На узкой полосе между берегом и городскими валами день-деньской кипела толчея, в которой сновали юркие, торопливые люди. Рижские господа в перчатках терлись среди рабочих, нимало не боясь испачкать иноземную одежду о поленницы дров или смоленые штаны грузчиков либо об усыпанные кострикой спины браковщиков льна, — несмотря на все благородство, полезешь и в пекло, если оттуда деньги плывут. Серые кафтаны местных крестьян и простолюдинов перемешивались с диковинными одеждами иностранцев и нагольными полушубками русских струговщиков. Слышались чужие языки, а где их не понимали, объяснялись знаками, помогали себе руками и все-таки договаривались. Визжали блоки, скрипели канаты, громыхали телеги ломовых извозчиков, капитаны и штурманы выкрикивали слова команды, перекликался рабочий люд, кое-где переругивались, даже дрались, правда не очень буйно. Резкий запах смолы, дегтя, скипидара и конского навоза заглушал остальные, более умеренные запахи. Тучи воробьев взмывали ввысь и вновь падали на землю возле разорвавшегося куля с овсом или просыпанной горсти российской гречихи. Голуби, плеща крыльями, чуть не сбивали шапку с головы; порой сердито вскидывалась рука, норовившая поймать их, но эти портовые воришки были слишком увертливы и ловки.
Слегка подчищенная после недавнего мора, Рига вновь была загажена, как и положено порядочному царскому городу. Дома, правда, приведены в порядок, но об улицах заботились не слишком, в закоулках подле валов смрад стоял почище, чем на набережной. Зато людей стало раза в три-четыре больше, чем в миновавшие бедственные дни. К полудню пешеходы в некоторых местах так запруживали улицу, что ездоку приходилось останавливаться и ждать, пока его пропустят. Окна в лавках завалены товарами, двери почти везде распахнуты настежь, продавцам некогда было зубоскалить, стоя на пороге, — работы за прилавком по горло. Рижским дамам вновь было на что тратить деньги. Нередко можно было видеть, как из лавки торжественно выплывает почтенная матрона, а ее покупку услужливо несет шествующий рядом офицер русского гарнизона. Дамы куда скорее мужей поняли неизбежность смены эпох. Бюргеры, несмотря на то что царь подтвердил привилегии, дарованные городу, никак не могли привыкнуть к русским порядкам, упрямо не желали учиться русскому языку и не одно столетие считали себя «высшей, угнетаемой варварами расой». Наоборот, барыням, а в особенности барышням, щебетать на русском языке было совершенно необходимо, чтобы установить дипломатические отношения с помещенными к ним на постой офицерами, которые в конце концов оказались в своем роде поистине приятными кавалерами.

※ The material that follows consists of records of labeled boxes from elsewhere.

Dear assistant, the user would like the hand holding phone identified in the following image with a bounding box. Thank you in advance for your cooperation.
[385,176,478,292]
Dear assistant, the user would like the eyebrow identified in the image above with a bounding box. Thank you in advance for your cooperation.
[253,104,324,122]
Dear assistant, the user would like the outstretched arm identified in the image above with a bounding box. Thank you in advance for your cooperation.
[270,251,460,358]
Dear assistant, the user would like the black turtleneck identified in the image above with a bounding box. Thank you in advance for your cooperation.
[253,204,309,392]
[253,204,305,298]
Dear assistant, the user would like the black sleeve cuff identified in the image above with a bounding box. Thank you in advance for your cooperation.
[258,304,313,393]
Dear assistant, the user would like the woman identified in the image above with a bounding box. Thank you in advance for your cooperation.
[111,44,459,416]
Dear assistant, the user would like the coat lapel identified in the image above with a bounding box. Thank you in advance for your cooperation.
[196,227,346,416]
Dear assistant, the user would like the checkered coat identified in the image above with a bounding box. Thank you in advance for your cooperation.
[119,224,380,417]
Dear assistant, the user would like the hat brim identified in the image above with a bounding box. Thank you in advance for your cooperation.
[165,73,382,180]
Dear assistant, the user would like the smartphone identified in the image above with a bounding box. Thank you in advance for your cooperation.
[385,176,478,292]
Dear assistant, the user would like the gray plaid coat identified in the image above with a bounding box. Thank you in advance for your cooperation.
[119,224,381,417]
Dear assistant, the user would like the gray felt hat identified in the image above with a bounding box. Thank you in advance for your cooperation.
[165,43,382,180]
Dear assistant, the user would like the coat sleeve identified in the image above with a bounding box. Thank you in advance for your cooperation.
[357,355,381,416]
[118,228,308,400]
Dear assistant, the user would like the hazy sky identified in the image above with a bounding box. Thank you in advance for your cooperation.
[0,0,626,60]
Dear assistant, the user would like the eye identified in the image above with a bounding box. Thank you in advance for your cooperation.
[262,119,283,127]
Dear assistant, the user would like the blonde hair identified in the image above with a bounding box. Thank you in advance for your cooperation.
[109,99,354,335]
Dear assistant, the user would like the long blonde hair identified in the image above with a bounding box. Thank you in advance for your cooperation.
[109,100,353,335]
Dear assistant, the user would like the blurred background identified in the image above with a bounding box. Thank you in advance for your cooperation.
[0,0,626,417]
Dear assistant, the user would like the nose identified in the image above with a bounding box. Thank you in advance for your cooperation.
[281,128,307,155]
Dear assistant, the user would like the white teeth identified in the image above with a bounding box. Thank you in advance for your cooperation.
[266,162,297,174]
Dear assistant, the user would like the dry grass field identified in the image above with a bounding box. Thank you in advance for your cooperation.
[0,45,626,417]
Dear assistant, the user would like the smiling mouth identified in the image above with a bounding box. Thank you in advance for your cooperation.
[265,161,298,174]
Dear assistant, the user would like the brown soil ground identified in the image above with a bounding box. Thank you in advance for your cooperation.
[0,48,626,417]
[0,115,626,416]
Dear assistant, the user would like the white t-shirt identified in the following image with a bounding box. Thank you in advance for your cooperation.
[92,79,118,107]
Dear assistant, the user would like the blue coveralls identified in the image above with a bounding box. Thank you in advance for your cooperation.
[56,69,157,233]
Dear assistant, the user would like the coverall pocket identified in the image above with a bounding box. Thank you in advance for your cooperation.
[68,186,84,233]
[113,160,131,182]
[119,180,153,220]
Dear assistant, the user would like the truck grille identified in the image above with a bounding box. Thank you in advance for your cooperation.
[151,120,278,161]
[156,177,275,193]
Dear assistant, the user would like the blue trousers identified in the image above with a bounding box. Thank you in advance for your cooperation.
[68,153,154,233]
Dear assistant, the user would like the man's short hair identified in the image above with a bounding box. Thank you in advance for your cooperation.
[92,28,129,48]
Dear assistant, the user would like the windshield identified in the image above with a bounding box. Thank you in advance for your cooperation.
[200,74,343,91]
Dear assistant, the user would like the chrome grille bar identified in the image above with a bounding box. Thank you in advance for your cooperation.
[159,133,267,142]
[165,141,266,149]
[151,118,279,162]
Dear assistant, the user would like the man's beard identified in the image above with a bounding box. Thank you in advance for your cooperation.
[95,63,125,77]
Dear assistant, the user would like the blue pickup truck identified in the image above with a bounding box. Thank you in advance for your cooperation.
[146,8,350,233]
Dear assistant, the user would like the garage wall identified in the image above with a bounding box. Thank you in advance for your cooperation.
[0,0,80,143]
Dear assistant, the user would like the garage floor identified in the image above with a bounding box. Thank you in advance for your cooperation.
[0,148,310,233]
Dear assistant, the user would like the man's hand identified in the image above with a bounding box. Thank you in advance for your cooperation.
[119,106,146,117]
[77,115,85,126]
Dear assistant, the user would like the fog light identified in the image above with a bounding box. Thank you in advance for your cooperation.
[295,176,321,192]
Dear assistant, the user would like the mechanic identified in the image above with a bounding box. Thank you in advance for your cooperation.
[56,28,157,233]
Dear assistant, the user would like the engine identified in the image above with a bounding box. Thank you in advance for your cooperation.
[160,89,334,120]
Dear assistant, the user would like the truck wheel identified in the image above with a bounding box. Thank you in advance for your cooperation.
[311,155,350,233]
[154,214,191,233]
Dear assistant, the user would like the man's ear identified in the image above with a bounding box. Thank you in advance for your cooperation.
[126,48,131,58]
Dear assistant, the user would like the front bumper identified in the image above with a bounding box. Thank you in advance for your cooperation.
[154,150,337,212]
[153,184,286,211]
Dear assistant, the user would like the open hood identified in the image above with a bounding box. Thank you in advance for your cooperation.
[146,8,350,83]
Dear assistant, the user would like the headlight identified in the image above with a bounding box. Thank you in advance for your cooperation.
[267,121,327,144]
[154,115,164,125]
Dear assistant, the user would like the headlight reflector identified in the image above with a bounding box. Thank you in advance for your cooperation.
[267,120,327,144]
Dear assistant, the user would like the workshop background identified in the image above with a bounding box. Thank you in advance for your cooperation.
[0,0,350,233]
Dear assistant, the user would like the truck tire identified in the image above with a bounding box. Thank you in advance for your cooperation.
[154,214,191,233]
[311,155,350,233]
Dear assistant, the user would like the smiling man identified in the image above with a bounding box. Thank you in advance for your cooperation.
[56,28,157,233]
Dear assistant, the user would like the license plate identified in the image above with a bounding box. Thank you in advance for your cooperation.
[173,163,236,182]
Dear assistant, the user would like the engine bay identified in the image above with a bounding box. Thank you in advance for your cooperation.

Иная даже украдкой смахнула слезу, когда воинам пришлось перебраться с бюргерских квартир в офицерские казармы. Рижские дамы лучше поняли, что основы тесного альянса с победителями прежде всего закладываются посредством личных взаимоотношений.
Кузнеца только в первую минуту ошеломила эта невиданная сутолока. Сперва он робко жался к стене, когда навстречу шествовал какой-нибудь благородный господин с дамой, но вскоре заметил, что тут на каждом шагу попадаются и такие, как он, в мужицких кафтанах и заляпанных сапогах, и что никто не обращает на него особенного внимания. Свернув в маленькую уличку к дому Альтхофов, он вовсе на этот счет успокоился.
На этот счет… Но что касается остального, то его все еще терзало беспокойство, дума о том, что заставило его пуститься в такой длинный путь, после которого он еле держался на ногах. Он думал только о том, как-то оно там сейчас в имении, и еще о том, как бы найти здесь помощь, необходимую им троим. В своей правоте Мартынь был убежден несокрушимо, но ведь он же не ведал судебных порядков, не ведал способов, как подойти к судьям, даже где находится суд — не знал. Только попав в рижскую толчею, он понял, насколько неподготовленным и беспомощным явился он сюда, понял, что без опытного помощника ничего не добьется, потому-то и шел к дому Альтхофов посоветоваться с братом. Но чем ближе подходил он, тем сильнее обуревали его сомнения, правильно ли все же он поступает; навязываясь Юрису со своими бедами. Наверняка у того теперь хватает собственных забот с лавкой и устройством семейной жизни — ведь Юрис еще в тот раз был почти счастлив, что Мартынь покидает его дом, и, прощаясь, даже не заикнулся о том, чтобы брат навещал его. И молодая барыня, и Мара — разом промелькнула целая вереница воспоминаний, одно мучительней другого. Какие они лица состроят, вновь увидев мужлана в грязных сапогах!